Pune: Since April, the daily count of new cases has increased five times in India, from about 80,000 to more than 400,000 a day now.
During the same time, however, the number of deaths being reported every day has increased almost 10 times, from about 400 a day to over 4,000 a day now.
While Maharashtra continues to report the maximum number of deaths every day, the worrying sign is the rapid rise in deaths in other states, even relatively smaller ones like Jharkhand, Haryana, Chhattisgarh, Punjab and now Uttarakhand. At the end of March, Maharashtra was contributing roughly one-third of all the deaths in the country. Now, that share is just about one-fifth.
States such as Karnataka, Tamil Nadu, Delhi and Punjab have seen a large number of coronavirus-related deaths in the last 40 days. Karnataka has now been routinely reporting more than 400 deaths a day, while the death toll in Delhi and Uttar Pradesh has been around 300 each.
There are a dozen states now that are reporting more than 100 deaths a day. These include relatively new entrants such as Uttarakhand, Haryana, Jharkhand and West Bengal.
Uttarakhand, for example, was reporting deaths in single digits until the second week of April. By Sunday, however, the daily death count from the state had risen to 180. Not all of these deaths happened on the same day — the death toll reported by states usually has a large number of uncounted ones from previous days. Still, over half of Uttarakhand’s 3,700 deaths have occurred just in the last one month.
This proportion is the highest in the case of Jharkhand. Almost 70 per cent of deaths recorded in the state till now, 2,678 out of 3,853, have happened in the last one month. Bihar, Chhattisgarh and Rajasthan are the other states where more than half of the deaths have taken place in the last month.

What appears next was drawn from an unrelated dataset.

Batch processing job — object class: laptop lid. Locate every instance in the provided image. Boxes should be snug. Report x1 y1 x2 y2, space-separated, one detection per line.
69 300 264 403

These are just the official numbers. Anecdotal evidence, and data from crematoriums, suggest the actual number of deaths could be much higher. And while there are some early signs of a possible slowdown in the number of cases, the death figures are likely to remain at this level, or possibly rise, for the next couple of weeks. That is because the daily count of deaths is a lagging indicator that follows the case curve by about two weeks.
With more than 4,000 daily deaths, India now accounts for about one-third to one-fourth of all coronavirus deaths on any given day in the world. The global count of deaths is between 11,000 and 15,000 every day right now.